Fear, in this context, is not just a momentary feeling but a learning experience critical to our survival. When a new situation makes us fearful, the brain records the details in our neurons to help us avoid similar situations in the future, or use appropriate caution.
What’s still a mystery is why these memories, recorded by the brain’s hippocampus, become so strong.
To find out, Hen and Jessica Jimenez, an MD/PhD student at Columbia, placed mice into new, frightening environments and recorded the activity of hippocampal neurons that reach out to the brain’s fear center (the amygdala). The neurons’ activity was also recorded a day later when the mice tried to retrieve memories of the experience.
Unsurprisingly, neurons that respond to the frightening environment send that information to the brain’s fear center.
“What was surprising was that these neurons were synchronized when the mouse later recalled the memory,” Hen says.
“We saw that it’s the synchrony that is critical to establish the fear memory, and the greater the synchrony, the stronger the memory,” Jimenez adds. “These are the types of mechanisms that explain why you remember salient events.”
How and when synchronization occurs is still unknown, but the answer could reveal the inner workings of the brain that create lifelong memories and lead to new treatments for posttraumatic stress disorder.
“In people with PTSD, many similar events remind them of the original frightening situation,” Hen says, “and it’s possible that synchronization of their neurons has become too strong.”
“We’re really trying to dig into the mechanisms of how emotional memories form to find better treatments for people with PTSD and memory disorders in general.”
René Hen, PhD, also is director of the Division of Systems Neuroscience in the Department of Psychiatry.
Additional authors: Jessica C. Jimenez, Jack E. Berry, Sean C. Lim, and Samantha K. Ong (Columbia University Irving Medical Center); and Mazen A. Kheirbek (University of California, San Francisco).

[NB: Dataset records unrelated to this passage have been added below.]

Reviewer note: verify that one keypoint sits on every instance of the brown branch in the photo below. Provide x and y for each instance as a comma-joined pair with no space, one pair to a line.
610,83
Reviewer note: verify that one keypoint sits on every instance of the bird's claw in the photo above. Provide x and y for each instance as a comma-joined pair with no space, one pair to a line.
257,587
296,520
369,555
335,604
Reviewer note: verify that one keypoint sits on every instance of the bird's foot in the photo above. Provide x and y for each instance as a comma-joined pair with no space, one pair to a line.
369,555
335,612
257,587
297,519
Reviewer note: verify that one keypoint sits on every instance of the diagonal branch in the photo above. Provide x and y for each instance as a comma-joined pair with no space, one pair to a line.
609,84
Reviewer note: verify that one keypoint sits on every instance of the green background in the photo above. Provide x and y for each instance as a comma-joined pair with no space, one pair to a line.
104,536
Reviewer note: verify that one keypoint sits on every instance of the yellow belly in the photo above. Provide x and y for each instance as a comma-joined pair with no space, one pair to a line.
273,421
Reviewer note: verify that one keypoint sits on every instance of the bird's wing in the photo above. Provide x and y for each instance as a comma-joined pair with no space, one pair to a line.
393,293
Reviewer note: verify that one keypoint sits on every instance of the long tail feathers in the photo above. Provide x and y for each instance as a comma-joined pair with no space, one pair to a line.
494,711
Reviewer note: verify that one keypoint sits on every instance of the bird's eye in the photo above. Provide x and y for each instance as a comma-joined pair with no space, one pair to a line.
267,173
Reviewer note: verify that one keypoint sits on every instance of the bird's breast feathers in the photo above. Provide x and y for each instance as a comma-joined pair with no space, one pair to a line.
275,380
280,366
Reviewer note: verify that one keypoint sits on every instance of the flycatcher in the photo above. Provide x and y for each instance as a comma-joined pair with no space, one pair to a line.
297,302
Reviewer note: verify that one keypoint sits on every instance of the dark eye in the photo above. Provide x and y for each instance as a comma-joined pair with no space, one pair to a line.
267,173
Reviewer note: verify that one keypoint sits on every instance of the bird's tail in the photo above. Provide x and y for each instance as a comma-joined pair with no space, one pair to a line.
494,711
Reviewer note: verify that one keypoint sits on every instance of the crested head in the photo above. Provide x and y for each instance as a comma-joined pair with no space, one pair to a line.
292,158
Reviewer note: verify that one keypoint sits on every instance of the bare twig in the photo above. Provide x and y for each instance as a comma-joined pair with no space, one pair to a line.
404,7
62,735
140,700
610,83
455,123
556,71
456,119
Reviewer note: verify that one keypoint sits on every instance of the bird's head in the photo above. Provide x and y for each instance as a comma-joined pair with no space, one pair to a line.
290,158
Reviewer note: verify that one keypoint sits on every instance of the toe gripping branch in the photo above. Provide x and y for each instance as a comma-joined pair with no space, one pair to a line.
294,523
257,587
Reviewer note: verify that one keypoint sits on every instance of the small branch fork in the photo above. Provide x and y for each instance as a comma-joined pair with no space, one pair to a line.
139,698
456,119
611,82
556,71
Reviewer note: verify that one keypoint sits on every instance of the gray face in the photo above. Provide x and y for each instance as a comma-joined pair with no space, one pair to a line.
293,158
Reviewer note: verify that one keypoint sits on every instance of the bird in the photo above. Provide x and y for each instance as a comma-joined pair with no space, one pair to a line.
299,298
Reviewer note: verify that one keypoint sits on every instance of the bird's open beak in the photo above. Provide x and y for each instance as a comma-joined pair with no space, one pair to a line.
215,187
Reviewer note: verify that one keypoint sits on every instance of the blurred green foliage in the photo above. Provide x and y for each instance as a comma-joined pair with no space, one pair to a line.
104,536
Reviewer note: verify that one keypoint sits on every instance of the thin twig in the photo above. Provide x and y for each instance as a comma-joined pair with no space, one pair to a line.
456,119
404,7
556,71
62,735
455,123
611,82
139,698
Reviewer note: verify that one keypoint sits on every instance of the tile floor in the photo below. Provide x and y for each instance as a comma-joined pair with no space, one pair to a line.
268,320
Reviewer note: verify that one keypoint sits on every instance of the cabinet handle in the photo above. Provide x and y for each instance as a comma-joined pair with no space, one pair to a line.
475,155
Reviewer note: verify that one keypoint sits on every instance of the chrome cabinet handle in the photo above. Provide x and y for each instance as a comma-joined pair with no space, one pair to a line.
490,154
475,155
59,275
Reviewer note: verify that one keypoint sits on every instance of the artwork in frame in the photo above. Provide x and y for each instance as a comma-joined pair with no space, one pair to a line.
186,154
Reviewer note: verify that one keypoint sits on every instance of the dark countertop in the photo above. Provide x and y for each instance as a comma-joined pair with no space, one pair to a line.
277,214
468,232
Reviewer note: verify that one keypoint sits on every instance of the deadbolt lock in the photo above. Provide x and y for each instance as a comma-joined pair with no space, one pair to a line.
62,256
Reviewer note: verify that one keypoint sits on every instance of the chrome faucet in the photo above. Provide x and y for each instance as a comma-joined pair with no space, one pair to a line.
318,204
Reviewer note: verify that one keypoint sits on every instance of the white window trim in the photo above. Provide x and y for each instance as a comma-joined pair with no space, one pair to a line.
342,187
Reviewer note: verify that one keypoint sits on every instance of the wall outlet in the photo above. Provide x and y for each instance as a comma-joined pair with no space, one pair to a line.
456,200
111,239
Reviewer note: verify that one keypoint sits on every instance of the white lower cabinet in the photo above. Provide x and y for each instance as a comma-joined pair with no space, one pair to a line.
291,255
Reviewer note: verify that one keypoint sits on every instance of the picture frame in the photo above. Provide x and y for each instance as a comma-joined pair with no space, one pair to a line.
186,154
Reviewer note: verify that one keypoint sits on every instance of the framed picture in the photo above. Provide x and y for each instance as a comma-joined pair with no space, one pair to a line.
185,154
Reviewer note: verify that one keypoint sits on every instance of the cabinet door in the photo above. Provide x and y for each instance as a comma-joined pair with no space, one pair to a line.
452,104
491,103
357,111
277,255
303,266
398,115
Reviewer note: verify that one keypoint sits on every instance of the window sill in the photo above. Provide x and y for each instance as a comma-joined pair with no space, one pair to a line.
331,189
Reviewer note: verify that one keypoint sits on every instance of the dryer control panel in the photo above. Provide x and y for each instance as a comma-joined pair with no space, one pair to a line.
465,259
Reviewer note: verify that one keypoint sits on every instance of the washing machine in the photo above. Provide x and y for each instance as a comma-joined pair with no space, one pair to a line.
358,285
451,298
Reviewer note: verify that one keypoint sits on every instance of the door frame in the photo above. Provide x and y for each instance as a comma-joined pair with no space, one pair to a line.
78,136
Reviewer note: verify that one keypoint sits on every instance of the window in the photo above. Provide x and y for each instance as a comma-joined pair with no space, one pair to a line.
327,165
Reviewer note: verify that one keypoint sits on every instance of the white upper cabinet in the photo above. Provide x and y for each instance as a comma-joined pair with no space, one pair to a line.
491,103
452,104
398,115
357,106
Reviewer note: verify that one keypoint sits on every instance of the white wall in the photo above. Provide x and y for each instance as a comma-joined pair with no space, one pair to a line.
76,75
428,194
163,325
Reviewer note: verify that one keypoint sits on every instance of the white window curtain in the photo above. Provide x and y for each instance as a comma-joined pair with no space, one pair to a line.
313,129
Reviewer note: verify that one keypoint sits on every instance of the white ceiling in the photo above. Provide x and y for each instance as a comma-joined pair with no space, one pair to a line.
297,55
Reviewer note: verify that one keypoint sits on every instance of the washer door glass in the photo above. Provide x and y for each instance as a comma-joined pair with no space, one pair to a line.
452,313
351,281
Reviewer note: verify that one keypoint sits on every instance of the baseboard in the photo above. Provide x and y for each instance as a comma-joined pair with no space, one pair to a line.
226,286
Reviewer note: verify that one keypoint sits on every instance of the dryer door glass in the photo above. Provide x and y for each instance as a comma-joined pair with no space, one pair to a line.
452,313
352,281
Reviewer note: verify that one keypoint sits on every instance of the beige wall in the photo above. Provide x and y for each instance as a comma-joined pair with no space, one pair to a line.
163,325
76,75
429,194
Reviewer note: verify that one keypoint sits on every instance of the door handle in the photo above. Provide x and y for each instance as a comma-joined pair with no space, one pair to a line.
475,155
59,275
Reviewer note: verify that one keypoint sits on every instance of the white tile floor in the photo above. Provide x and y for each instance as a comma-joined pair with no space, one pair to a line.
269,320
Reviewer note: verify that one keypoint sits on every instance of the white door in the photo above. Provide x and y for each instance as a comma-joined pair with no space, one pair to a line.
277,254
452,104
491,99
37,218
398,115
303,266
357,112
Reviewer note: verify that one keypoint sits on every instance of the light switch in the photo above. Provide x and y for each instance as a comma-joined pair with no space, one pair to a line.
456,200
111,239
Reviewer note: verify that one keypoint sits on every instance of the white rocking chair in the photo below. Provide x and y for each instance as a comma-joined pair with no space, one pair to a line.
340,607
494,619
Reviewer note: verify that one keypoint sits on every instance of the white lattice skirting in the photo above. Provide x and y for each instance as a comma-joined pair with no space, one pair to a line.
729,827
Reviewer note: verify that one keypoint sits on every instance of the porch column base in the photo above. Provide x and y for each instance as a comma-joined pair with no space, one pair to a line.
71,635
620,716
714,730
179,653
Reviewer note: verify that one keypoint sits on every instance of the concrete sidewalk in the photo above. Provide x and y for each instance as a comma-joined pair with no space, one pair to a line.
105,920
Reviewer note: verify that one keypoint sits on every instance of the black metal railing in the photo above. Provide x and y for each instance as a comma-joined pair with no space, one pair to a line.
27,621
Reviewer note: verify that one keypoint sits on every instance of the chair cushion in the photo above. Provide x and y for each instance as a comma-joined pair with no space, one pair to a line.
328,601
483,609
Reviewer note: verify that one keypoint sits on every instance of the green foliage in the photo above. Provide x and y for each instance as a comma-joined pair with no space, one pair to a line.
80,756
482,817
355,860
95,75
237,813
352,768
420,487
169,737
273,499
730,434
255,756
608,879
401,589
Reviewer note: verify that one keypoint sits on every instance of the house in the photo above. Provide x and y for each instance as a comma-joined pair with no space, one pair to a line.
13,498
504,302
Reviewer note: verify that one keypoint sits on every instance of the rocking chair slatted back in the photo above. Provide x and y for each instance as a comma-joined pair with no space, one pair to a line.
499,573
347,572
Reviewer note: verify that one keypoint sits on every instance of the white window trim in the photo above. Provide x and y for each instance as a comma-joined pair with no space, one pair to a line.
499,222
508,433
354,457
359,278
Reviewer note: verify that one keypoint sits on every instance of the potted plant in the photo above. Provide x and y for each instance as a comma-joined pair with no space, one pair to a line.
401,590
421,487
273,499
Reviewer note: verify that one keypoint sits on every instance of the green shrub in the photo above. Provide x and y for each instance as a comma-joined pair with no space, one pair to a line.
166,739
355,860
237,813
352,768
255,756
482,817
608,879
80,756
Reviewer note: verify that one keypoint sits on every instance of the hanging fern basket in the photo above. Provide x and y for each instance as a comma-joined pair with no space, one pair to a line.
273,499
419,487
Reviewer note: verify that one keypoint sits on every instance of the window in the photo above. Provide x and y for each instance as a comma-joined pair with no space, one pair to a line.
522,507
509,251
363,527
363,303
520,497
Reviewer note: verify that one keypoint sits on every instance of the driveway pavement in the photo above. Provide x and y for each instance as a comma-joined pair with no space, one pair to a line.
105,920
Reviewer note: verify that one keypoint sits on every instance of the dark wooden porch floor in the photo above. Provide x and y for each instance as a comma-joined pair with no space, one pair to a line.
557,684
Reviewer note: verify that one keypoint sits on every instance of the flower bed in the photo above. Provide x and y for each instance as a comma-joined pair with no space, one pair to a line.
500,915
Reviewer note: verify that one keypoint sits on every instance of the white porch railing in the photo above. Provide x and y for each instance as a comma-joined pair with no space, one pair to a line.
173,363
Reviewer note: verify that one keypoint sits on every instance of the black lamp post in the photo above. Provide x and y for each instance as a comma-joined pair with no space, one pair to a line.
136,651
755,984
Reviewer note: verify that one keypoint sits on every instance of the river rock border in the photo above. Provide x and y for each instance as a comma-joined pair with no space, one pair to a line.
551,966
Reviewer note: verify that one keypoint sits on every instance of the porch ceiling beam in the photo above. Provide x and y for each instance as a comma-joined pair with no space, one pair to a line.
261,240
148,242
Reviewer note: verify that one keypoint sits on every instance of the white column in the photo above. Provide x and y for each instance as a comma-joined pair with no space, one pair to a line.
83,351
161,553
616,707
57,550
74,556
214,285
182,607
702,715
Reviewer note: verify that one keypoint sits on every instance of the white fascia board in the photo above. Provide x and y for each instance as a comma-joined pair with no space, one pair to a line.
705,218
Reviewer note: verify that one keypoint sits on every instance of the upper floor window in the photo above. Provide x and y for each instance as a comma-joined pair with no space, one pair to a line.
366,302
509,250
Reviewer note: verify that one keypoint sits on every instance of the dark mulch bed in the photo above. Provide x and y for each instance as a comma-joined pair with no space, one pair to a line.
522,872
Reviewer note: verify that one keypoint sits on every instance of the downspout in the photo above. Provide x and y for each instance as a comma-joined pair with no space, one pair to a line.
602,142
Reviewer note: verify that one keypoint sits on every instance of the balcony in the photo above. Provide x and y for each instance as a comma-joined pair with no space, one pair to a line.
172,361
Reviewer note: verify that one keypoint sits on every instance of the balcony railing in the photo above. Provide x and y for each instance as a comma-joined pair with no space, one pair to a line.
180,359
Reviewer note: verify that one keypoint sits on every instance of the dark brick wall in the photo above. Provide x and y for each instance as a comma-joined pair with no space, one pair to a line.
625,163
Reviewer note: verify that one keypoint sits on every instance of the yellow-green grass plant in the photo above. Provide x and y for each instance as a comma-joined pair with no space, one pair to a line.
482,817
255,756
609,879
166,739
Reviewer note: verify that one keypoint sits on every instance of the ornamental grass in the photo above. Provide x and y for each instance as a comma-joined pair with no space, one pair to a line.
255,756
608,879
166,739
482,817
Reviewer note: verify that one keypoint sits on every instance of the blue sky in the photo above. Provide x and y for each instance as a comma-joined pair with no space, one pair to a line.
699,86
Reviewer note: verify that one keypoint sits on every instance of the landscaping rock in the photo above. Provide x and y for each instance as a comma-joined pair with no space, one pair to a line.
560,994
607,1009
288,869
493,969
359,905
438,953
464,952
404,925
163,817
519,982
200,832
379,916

JCJ, SCL, and JEB are MD/PhD students at Columbia University Vagelos College of Physicians and Surgeons.
Funding: The researchers and the study were supported by a Howard Hughes Medical Institute Gilliam Fellowship, an NIH T32 postdoctoral fellowship; a Weill Scholar Award, IMHRO/One Mind Rising Star Award, Pew Charitable Trusts, a Klingenstein-Simons Fellowship, New York State Stem Cell Science program (NYSTEM-C029157), Hope for Depression Research Foundation (RGA-13-003), and the NIH (R37 MH068542, R01 AG043688, R01 MH083862, S10 OD018464, R01 MH108623, R01 MH111754, and 1R01 MH117961).
About this memory research article
Source: Columbia University Media Contacts: Helen Garey – Columbia University Image Source: The image is in the public domain.
Contextual fear memory retrieval by correlated ensembles of ventral CA1 neurons
Ventral hippocampal CA1 (vCA1) projections to the amygdala are necessary for contextual fear memory. Here we used in vivo Ca2+ imaging in mice to assess the temporal dynamics by which ensembles of vCA1 neurons mediate encoding and retrieval of contextual fear memories. We found that a subset of vCA1 neurons were responsive to the aversive shock during context conditioning, their activity was necessary for memory encoding, and these shock-responsive neurons were enriched in the vCA1 projection to the amygdala. During memory retrieval, a population of vCA1 neurons became correlated with shock-encoding neurons, and the magnitude of synchronized activity within this population was proportional to memory strength. The emergence of these correlated networks was disrupted by inhibiting vCA1 shock responses during memory encoding. Thus, our findings suggest that networks of cells that become correlated with shock-responsive neurons in vCA1 are essential components of contextual fear memory ensembles.